Pictet multi-asset trio swap cyclicals for ‘diversifiers’

Pictet multi-asset trio swap cyclicals for ‘diversifiers’
 FTSE All-Share Mining eclipses parent last year

The Pictet multi-asset team has been chopping and changing both risk and defensive assets this year, following strong returns by both segments in 2016.

Last year the team enjoyed healthy returns as a result of heavy exposure to cyclical stocks in mining, UK housebuilders and US high yield.

Fund manager Andrew Cole said all three positions had been removed and replaced with lower-valued, more diversified assets as a result.

Mr Cole, who runs the £139m FP Pictet Multi Asset Portfolio with colleagues Percival Stanion and Shaniel Ramjee, said: “Our diversified approach to portfolio construction saw both sides win last year. 

“If you buy cheap diversifiers, they help. And that’s what [UK] mining stocks did.”

The FTSE All-Share Mining index jumped 106 per cent in 2016 compared with 17 per cent for its parent benchmark, data from FE Analytics shows. US high yield returned 17.5 per cent in dollar terms, while UK housebuilders gained 26 per cent following the EU referendum.
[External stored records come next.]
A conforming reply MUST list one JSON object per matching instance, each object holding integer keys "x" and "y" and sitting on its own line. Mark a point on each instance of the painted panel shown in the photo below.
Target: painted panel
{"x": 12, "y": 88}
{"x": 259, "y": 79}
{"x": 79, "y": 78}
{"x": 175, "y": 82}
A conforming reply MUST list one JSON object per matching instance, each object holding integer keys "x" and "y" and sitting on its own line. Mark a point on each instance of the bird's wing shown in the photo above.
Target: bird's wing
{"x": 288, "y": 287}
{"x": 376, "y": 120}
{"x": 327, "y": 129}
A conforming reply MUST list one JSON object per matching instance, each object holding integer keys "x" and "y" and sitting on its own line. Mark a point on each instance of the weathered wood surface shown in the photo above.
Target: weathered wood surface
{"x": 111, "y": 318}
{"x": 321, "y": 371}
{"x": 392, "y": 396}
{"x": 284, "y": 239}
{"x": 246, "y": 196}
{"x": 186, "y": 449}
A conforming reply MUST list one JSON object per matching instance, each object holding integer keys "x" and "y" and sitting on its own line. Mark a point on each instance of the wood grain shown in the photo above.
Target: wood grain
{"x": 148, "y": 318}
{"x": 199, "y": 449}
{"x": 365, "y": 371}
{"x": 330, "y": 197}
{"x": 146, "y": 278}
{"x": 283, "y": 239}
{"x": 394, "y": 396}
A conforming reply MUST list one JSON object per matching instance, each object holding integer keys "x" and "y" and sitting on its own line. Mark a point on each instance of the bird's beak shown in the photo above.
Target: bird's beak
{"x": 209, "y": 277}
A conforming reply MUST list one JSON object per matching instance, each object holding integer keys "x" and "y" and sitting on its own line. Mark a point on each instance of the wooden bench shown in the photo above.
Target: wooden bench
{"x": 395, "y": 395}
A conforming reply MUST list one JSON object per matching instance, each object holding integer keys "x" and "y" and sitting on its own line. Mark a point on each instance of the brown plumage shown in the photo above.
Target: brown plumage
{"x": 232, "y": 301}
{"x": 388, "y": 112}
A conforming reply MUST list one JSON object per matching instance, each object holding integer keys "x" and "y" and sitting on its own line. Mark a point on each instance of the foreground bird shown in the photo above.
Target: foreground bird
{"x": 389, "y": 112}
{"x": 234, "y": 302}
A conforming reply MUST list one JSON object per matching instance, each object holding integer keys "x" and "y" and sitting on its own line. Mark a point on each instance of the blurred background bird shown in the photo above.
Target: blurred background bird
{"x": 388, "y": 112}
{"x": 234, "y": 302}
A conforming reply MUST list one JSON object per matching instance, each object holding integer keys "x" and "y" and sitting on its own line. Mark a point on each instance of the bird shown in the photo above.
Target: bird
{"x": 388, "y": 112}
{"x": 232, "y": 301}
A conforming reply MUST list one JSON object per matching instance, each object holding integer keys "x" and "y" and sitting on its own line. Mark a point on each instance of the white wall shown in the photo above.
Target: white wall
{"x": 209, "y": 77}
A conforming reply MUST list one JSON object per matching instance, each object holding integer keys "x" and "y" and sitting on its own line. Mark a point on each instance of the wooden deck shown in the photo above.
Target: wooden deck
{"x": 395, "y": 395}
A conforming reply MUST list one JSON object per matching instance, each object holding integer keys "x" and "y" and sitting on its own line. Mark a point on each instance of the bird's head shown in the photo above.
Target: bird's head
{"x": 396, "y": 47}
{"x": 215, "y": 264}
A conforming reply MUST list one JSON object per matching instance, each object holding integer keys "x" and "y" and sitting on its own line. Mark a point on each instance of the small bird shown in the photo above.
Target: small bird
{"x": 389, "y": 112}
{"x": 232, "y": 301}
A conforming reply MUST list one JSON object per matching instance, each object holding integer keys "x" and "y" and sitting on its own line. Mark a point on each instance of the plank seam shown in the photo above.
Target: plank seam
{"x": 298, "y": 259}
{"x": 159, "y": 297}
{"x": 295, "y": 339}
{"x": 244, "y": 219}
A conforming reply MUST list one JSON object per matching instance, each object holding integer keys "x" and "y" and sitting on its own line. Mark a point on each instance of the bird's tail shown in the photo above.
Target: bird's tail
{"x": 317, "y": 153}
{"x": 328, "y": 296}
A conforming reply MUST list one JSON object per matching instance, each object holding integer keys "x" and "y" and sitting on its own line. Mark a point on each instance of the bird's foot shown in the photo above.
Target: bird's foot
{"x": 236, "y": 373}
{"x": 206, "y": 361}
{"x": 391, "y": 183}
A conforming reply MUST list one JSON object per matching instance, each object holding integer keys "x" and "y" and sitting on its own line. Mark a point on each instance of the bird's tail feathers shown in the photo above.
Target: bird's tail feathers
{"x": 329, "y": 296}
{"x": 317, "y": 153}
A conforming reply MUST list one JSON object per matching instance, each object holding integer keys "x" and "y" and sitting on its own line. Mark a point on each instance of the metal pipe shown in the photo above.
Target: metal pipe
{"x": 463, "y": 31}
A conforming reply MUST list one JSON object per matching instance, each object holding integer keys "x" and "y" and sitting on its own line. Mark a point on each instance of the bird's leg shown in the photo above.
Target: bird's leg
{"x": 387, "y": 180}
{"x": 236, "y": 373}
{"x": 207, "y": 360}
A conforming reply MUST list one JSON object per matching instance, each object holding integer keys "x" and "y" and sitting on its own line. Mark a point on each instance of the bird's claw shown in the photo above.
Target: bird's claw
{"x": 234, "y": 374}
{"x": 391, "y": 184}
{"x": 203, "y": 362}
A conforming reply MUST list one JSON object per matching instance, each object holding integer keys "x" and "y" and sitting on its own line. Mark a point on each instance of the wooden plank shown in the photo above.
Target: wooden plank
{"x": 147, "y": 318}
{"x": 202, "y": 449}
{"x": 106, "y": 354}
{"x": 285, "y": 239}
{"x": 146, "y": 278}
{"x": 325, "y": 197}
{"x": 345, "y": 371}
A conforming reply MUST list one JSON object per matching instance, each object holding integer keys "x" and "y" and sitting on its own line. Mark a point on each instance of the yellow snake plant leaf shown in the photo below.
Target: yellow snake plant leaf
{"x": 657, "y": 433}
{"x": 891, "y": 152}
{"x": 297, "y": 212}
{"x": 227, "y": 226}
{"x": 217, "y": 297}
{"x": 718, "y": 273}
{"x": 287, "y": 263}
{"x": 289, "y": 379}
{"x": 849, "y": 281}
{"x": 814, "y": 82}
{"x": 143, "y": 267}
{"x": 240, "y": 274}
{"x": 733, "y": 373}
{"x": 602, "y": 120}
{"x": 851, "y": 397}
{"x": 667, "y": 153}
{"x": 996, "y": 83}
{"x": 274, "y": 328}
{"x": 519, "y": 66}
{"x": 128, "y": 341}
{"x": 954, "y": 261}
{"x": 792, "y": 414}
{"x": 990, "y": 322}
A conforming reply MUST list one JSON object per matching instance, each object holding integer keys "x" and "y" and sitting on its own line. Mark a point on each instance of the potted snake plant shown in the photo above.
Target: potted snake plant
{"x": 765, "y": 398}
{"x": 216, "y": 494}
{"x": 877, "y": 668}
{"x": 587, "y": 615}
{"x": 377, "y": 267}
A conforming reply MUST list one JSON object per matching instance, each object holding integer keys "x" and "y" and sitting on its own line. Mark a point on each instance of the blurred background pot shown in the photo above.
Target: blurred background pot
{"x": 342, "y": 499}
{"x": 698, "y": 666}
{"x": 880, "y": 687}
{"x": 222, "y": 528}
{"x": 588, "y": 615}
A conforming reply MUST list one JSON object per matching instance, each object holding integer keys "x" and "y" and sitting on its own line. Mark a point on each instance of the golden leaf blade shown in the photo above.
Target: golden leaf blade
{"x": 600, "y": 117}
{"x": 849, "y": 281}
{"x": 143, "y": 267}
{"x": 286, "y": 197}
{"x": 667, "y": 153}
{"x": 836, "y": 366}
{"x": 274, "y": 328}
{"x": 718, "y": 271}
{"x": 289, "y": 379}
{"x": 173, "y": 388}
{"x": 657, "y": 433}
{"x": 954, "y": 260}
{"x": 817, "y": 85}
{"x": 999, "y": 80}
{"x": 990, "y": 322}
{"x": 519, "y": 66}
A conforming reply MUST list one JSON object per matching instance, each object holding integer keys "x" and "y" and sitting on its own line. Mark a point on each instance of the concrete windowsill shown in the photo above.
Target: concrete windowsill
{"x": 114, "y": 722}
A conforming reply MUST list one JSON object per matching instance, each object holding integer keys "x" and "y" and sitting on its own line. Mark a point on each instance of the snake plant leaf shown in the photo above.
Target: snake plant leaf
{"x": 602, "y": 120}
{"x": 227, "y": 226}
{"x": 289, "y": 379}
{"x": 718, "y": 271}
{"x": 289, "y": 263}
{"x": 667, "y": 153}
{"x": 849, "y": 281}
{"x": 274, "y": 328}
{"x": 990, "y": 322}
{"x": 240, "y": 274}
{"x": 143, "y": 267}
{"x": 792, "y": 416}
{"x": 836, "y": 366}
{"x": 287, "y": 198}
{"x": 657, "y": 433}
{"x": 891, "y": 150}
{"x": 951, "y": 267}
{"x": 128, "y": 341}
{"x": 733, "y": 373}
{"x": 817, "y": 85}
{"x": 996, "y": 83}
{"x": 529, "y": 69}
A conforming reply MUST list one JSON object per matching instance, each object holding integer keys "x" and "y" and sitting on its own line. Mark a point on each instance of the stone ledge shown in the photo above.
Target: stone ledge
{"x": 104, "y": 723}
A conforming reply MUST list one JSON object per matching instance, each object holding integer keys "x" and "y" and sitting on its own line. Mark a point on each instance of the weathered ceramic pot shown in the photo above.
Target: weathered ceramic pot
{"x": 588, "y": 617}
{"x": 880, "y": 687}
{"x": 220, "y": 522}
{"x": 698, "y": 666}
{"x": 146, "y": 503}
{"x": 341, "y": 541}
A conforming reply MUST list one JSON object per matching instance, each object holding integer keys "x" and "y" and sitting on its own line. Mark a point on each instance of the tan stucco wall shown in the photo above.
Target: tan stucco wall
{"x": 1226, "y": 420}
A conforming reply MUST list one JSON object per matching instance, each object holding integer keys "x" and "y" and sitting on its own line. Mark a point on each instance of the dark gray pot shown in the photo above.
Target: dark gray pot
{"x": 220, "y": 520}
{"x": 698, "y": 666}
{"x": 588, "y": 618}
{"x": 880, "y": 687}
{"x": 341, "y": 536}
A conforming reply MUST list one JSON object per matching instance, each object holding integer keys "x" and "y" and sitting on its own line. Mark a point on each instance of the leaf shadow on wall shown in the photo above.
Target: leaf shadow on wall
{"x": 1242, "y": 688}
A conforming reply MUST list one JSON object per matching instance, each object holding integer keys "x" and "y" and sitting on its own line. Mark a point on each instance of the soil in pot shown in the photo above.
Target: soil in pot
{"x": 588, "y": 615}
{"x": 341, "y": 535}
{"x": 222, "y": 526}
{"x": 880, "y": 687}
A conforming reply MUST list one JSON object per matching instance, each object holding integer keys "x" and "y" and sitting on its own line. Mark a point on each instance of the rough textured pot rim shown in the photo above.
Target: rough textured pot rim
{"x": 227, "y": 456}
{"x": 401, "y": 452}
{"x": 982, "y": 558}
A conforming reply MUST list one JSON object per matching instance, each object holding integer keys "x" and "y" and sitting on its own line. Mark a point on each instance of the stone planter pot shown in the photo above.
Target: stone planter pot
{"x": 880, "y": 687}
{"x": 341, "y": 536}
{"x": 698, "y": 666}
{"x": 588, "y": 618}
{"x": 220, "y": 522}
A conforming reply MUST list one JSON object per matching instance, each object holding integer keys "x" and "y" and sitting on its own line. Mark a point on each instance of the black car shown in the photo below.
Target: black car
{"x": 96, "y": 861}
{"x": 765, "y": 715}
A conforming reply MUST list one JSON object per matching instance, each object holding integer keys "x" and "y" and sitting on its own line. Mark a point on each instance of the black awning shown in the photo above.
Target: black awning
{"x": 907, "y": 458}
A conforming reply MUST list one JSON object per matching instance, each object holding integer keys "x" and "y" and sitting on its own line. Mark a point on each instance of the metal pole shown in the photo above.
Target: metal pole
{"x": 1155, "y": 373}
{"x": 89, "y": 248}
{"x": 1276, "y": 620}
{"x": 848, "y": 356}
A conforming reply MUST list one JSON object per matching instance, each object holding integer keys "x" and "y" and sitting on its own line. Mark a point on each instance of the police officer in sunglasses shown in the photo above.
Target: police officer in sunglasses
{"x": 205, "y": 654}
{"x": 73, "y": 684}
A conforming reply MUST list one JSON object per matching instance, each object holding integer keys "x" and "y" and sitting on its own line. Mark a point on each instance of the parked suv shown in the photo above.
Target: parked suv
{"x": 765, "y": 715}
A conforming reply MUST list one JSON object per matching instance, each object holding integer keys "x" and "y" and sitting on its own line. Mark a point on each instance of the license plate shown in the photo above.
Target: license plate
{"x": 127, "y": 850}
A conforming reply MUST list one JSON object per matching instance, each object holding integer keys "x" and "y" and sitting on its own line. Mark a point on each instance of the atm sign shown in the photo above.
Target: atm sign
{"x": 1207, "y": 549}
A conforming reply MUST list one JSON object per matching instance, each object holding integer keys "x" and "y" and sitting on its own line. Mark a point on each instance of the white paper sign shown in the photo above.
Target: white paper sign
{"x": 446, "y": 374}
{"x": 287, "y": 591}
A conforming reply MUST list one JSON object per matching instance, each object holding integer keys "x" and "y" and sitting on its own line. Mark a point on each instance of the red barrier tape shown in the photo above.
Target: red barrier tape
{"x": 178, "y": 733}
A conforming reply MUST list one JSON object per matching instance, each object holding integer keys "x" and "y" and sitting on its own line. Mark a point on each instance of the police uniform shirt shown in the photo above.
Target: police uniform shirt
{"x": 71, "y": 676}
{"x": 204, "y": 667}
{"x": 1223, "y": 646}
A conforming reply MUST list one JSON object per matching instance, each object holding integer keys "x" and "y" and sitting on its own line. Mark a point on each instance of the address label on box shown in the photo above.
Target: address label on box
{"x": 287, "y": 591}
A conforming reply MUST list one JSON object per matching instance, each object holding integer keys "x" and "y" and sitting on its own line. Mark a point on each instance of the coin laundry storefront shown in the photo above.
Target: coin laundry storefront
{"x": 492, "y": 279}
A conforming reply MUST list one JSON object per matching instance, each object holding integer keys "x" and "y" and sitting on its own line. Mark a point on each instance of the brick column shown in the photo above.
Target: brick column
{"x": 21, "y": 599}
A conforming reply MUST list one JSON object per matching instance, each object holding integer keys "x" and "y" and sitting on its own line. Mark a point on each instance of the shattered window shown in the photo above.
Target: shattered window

The manager said the team rotated away from UK miners and housebuilders into energy, global financial stocks and Japanese and emerging market equities. US high yield has been replaced by emerging market debt.

“We were procyclical and remain so,” he said.

“We rotated out of mining, in part because in the UK they were major beneficiaries of the weaker pound. And we think the big story for the pound weakening is over.

“Last year our model suggested US high yield would outperform equities, and that’s how it panned out. But this year [the asset class] is just the wrong side of fair value after an incredible run, so we reduced exposure.”

The multi-asset portfolio has returned 9 per cent since the trio launched the Pictet fund in July 2015 following their departure from Barings. 

However, all of that upside came in 2016, with the strategy recouping its earlier losses as of July.

Mr Cole said the market had caught up with the team’s optimistic outlook on global growth and corporate earnings – meaning it was safe to remain very bullish on equities and bearish on traditional fixed income.

The manager said: “You’ll want to own stocks. The portfolio you would have wanted in the past five years is plenty of credit and high yield, and bond proxies. To my mind that is no longer a diversified portfolio.

“We have an equity portfolio that is very cyclical and we do a good job screening out anything that looks like a bond.”

He added: “We are prepared to own some US Treasuries as we can see some relative value, as well as making sure we have diversification in case we’re wrong about the cycle.”

The Pictet strategy uses a combination of direct investing, in-house funds and third-party managers. 

But Mr Cole said recent and current equity exposure had been done either directly, or via exchange-traded funds as the team could not find a third-party vehicle with the right exposure.